Maybe in 'committing yourself' to peace and compassion - but not if one is enacting it in relative experience.
And yes, I get that it flows on a power source, but it is not always quiet, actionless or effortless, even in holding your commitment in the unfolding of it. It is often tumultuous, and wherein thinking you have your commitment may lay on a bed of peace and no action in meditations and theory, the actions flowing from it in practice (practical application) are not without thought and neither would it be wise.
In recent times think Ghandi, think Mandela and Desmond Tutu, think the Dalai Lama, think the young man that stood in front of the tank in Tiananmen Square, think East Timor's independence leader Xanana Gusmão and Bishop Carlos Filipe Ximenes Belo and José Ramos-Horta, the latter two leading East Timorese activists for peace and independence, received the Nobel Peace Prize for ""their work towards a just and peaceful solution to the conflict in East Timor" while the former served his time in prison.

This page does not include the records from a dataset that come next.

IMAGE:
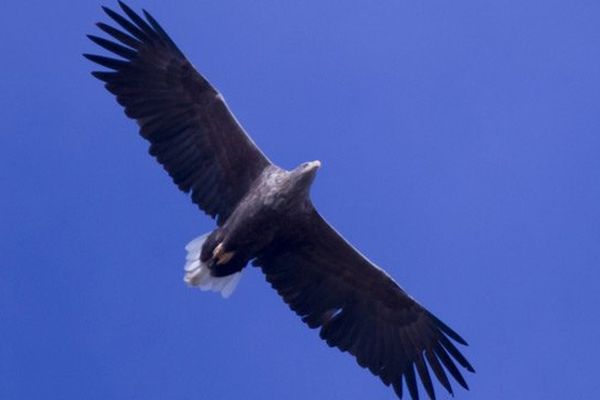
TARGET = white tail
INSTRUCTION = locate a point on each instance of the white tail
(197, 273)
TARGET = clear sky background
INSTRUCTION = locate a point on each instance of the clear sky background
(461, 152)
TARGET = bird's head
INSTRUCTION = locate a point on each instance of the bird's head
(303, 176)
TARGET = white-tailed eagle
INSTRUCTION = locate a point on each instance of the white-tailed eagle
(264, 215)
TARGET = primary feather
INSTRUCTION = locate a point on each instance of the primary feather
(264, 214)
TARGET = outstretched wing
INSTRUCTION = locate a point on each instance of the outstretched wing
(360, 309)
(191, 131)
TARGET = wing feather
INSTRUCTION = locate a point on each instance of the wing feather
(360, 309)
(191, 131)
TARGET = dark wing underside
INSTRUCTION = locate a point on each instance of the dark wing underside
(360, 309)
(191, 131)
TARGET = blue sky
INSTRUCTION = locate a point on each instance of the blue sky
(460, 146)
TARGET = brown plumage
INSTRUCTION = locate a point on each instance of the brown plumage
(264, 214)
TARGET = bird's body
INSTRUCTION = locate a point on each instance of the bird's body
(273, 203)
(265, 216)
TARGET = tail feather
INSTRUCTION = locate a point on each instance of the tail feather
(198, 274)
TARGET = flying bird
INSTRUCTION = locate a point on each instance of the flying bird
(264, 215)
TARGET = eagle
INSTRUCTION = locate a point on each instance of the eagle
(264, 215)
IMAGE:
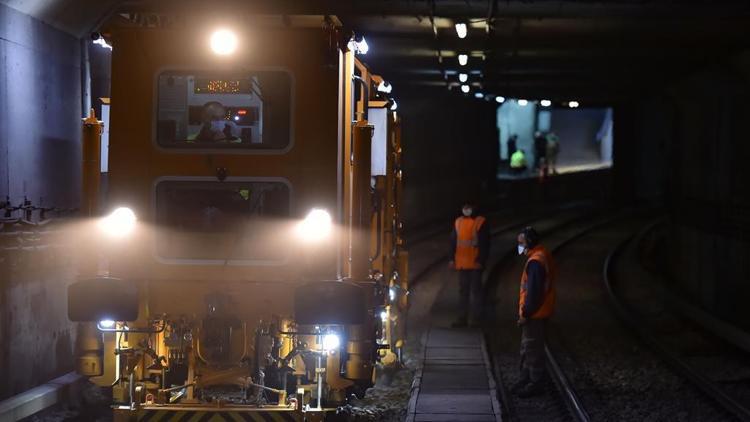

A commitment to peace and compassion isn't just a head-space thing, it's a way of being, often willingly, awarely and capably being an instrument of them.
such as the Dalai Lama recognises, such as Jesus is reported to have recognised, and just as anyone who has the commitment to choose love and compassion over fear it's not enough to say or think a commitment, one traverses being it, allowing it, choosing it and applying it.
The practice of compassion then is practical application of it ----
"My message is the practice of compassion, love and kindness. These things are very useful in our daily life, and also for the whole of human society these practices can be very important.
"Basically, universal responsibility is the feeling for other people's suffering just as we feel our own. It is the realization that even our own enemy is motivated by the quest for happiness. We must recognize that all beings want the same thing we want. This is the way to achieve a true understanding, unfettered by artificial consideration.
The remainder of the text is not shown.